Repetitively stating the same statistic does not make an argument. I'm not saying Sharp should not have performed these steps. I'd have done many of these analyses myself. But they play the role of quality control. The reiterations don't strengthen the argument, and they sound a bit like Sunday morning talk shows.
During my vacation, I had a chance to visit Trifacta, the data-wrangling startup I blogged about last year (link). Wei Zheng, Tye Rattenbury, and Will Davis hosted me, and showed some of the new stuff they are working on. Trifacta is tackling a major Big Data problem, and I remain excited about the direction they are heading.
From the beginning, I am attracted by Trifacta’s user interface. The user in effect assembles the data-cleaning code through visual exploration, and suggestions based on past behavior.
Here are some improvements they have made since I last wrote about the tool:
Handling numeric data - Trifacta now generates some advanced statistics, e.g. percentiles, about the columns in the Visual Profiler whereas in the past, every column is summarized as a histogram. I believe there is also some binning functionality.
Moving beyond Top N - I ranted about Top N thinking in the past (link), and I wasn’t happy that the Trifacta demo seemed to encourage this bad practice. I’m happy that the team heard the complaint and now offer a Random N selection. Eventually, I think Random N should be the default; I don’t know why anyone would want to see Top N.
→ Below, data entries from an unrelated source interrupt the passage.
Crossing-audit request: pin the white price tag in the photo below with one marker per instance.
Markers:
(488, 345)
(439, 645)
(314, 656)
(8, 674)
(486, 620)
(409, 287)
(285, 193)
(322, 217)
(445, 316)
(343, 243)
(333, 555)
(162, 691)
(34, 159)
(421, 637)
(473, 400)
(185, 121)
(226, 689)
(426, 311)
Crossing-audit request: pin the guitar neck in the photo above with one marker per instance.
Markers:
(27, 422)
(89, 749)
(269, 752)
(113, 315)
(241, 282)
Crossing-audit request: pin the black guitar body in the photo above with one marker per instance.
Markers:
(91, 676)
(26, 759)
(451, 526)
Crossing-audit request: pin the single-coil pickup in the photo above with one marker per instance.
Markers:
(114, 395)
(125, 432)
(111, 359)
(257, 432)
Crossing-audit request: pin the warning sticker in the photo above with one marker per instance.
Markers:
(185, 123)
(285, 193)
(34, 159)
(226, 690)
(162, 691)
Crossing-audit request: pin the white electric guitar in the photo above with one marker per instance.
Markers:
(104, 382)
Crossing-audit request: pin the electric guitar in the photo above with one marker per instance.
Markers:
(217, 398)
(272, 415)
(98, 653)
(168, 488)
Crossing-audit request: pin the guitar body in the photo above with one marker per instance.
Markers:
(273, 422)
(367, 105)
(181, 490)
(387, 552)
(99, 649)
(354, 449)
Interactive workflow - Random N is a big step forward but in the world of data cleaning, it’s not sufficient. The reason is that many data quality problems are rare cases that don’t show up in a random sample. To deal with this, Trifacta has created an interactive workflow. Through the visual exploration paradigm, the software prepares a set of code; when the user applies the code to the entire data, the tool automatically check for further anomalies, and reports those to the user. For instance, there may be a handful of email addresses with unusual structures not found in the random sample, and thus fall outside of any of the data-wrangling rules. These are flagged for further treatment.
Column metadata - Another exciting development is the expanded use of metadata associated with columns. Such metadata is a major difference between an Excel spreadsheet and any sophisticated data table. For instance, the user can now associate labels with values within a column.
New file formats - Trifacta handles many new data formats like JSON. It can, for example, accept a JSON file and parse the nested structure into columns. Very nice addition!
I think Trifacta can gain ground by pushing the envelope on two fronts: more and better visual cues to help users diagnose data-quality problems; and more sophisticated recipes for how to handle such problems, informed by a knowledge base of past user behavior.